Esa conducta le valió ser puesto en libertad, e incluso le dieron un pequeño obispado como consolación. Murió al poco tiempo como obispo de Frascati, pero Juan XXIII sufrió otra pena de carácter perpetuo, la damnatio memoriae (condenación de la memoria en latín). Se le consideró oficialmente «Antipapa» en vez de Papa, como si su elección hubiese sido nula. Durante más de 500 años, los sucesivos pontífices evitarían adoptar el nombre de Juan, que hasta entonces era el más repetido en el papado, como si estuviese cargado de mal fario, y fue únicamente en 1958 cuando al ser elegido sucesor de Pío XII el cardenal Roncalli, que era un hombre de carácter tan fuerte como campechano, ignoró la maldición y adoptó el nombre de Juan, con el mismo número, XXIII, que el desgraciado Antipapa.

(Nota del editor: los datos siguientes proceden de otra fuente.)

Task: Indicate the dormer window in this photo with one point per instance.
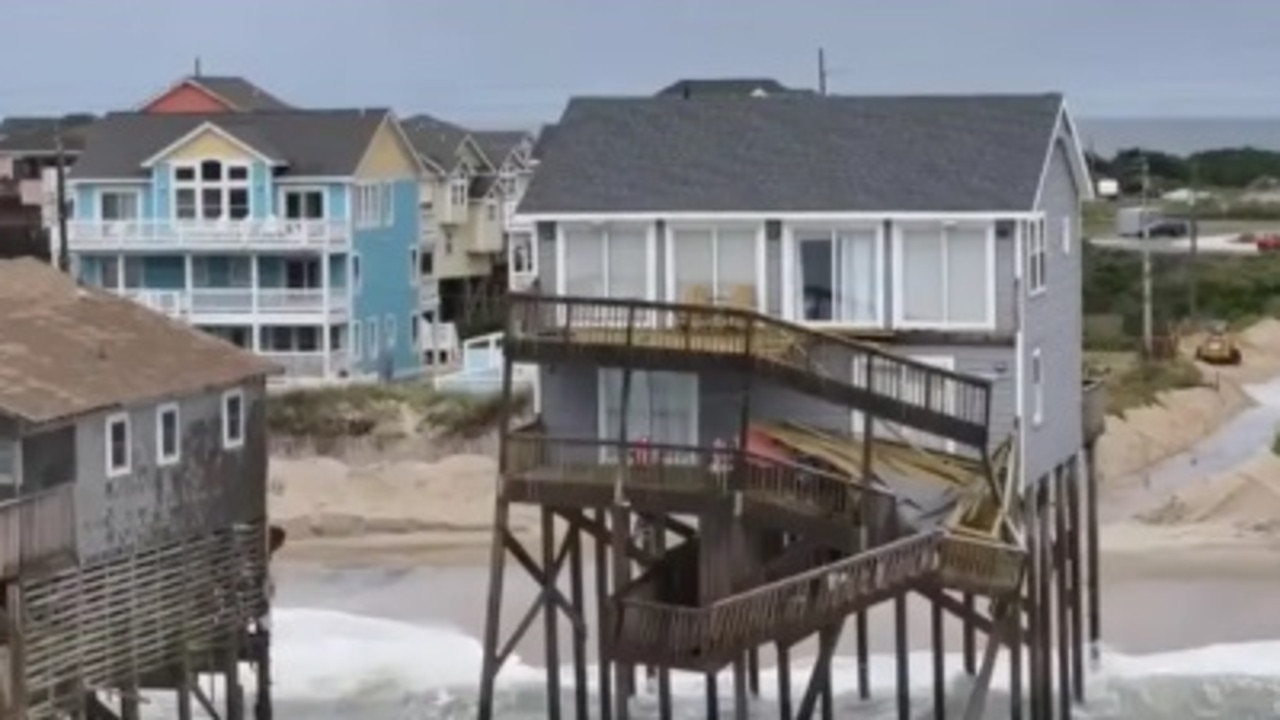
(458, 187)
(210, 190)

El Papa elegido por el Concilio de Constanza, Martín V, fue reconocido por el orbe católico, pero aún quedaba un obstáculo, Benedicto XIII, el Papa de Aviñón. A diferencia de su colega de Roma, el aviñonés no puso su cargo a disposición del Concilio de Constanza, que en consecuencia le declaró Antipapa y hereje. El rey de Francia, el valedor de los Papas de Aviñón, le retiró el apoyo, y Benedicto XIII se retiró a Aragón, buscando protección en su tierra natal.

Benedicto XIII, de nombre anterior Pedro Martínez de Luna, había nacido efectivamente en el pueblo de Illueca, provincia de Zaragoza, y respondía al tópico del aragonés testarudo de los chistes de baturros. Mantuvo entrevistas con el emperador Segismundo, que vino hasta Perpiñán para convencerlo de que renunciase, y con el rey Fernando I de Aragón, que se hizo acompañar de San Vicente Ferrer, en Morella, donde también rechazó los consejos de su último protector.

Terminó encerrado en un antiguo castillo templario en Peñíscola, convertido en «el Papa Lun»”, como le llamaba el pueblo, manteniendo la ficción de que todavía era Sumo Pontífice de la Iglesia, nombrando cardenal a cualquiera que estuviese a su lado. Y sostuvo tercamente esa posición mucho tiempo, hasta que murió con 95 años de edad. De ahí que surgiese el dicho de «mantenerse en sus trece» para indicar testadurez extrema, en alusión al número XIII del título papal que le retiró la Iglesia.